I know how to solve \frac{d\vec{u}}{dt} = A\vec{u}, I was just watching a lecture, and the lecturer related that solving that equation is pretty much a direct analogy to \vec{u} = e^{At}\vec{u}(0), in so far as all we need to do after that is understand exactly what it means to take the exponential of a matrix, which is fine...

My question is this, do I solve \frac{d^2\vec{u}}{dt^2} = A\vec{u} with \vec{u}=A^{-1}e^{At}\frac{d\vec{u}}{dt}(0)?

edit:

OR do I need to go along the lines

\frac{d^2\vec{u}}{dt^2} = \lambda^2\vec{u} = A\vec{u}

and solve

(A - \lambda^2 I)\vec{u}=\vec{0}

?

 

[Svein]

One way to look at it: Introduce a new function v: \frac{d\vec{u}}{dt}= \vec{v}, \frac{d\vec{v}}{dt}=A\vec{u}.

 

[Mark44]

I know how to solve \frac{d\vec{u}}{dt} = A\vec{u}, I was just watching a lecture, and the lecturer related that solving that equation is pretty much a direct analogy to \vec{u} = e^{At}\vec{u}(0), in so far as all we need to do after that is understand exactly what it means to take the exponential of a matrix, which is fine...

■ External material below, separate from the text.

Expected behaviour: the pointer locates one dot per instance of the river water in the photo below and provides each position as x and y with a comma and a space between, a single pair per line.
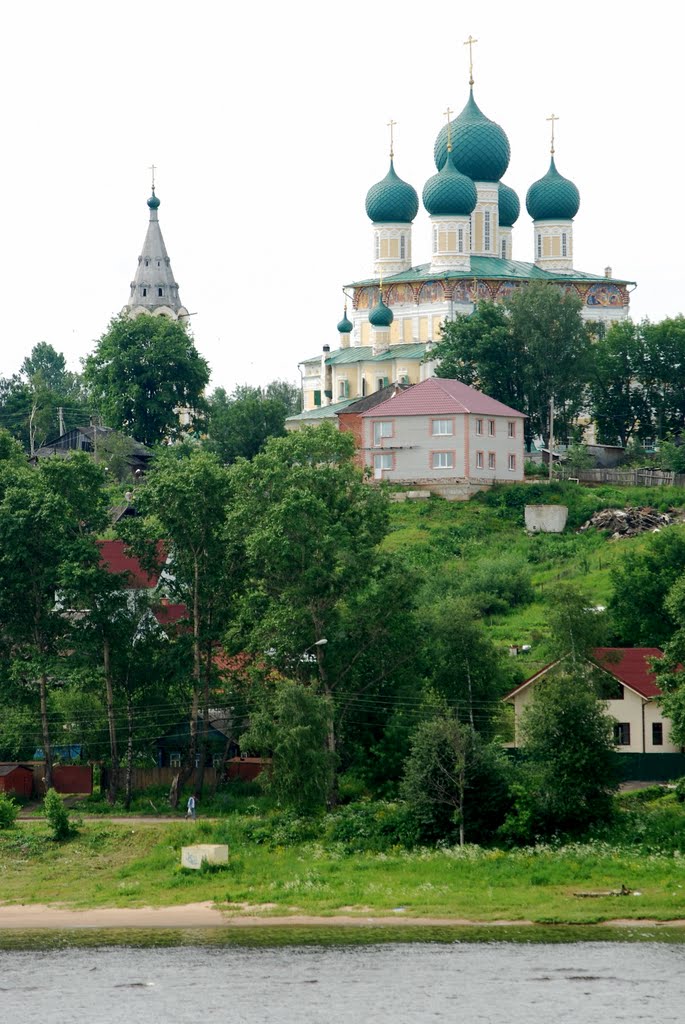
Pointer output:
585, 982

My question is this, do I solve \frac{d^2\vec{u}}{dt^2} = A\vec{u} with \vec{u}=A^{-1}e^{At}\frac{d\vec{u}}{dt}(0)?

edit:

OR do I need to go along the lines

\frac{d^2\vec{u}}{dt^2} = \lambda^2\vec{u} = A\vec{u}

and solve

(A - \lambda^2 I)\vec{u}=\vec{0}

?

I haven't thought about this in quite a while.
If you had a regular ODE of the form u' = au, or u' - au = 0, the characteristic equation would be r - a = 0, so the solution would be u = Ce^at, similar to your first order example above.

If you had u'' = λ²u, or u'' - λ²u = 0, the characteristic equation would be r² - λ² = 0, or r = ±λ. The solution would be u = C₁e^λt + C₂e^-λt.

Your example, with a system of ODEs, will have a solution that is analogous to the above, with exponentials involving the matrix.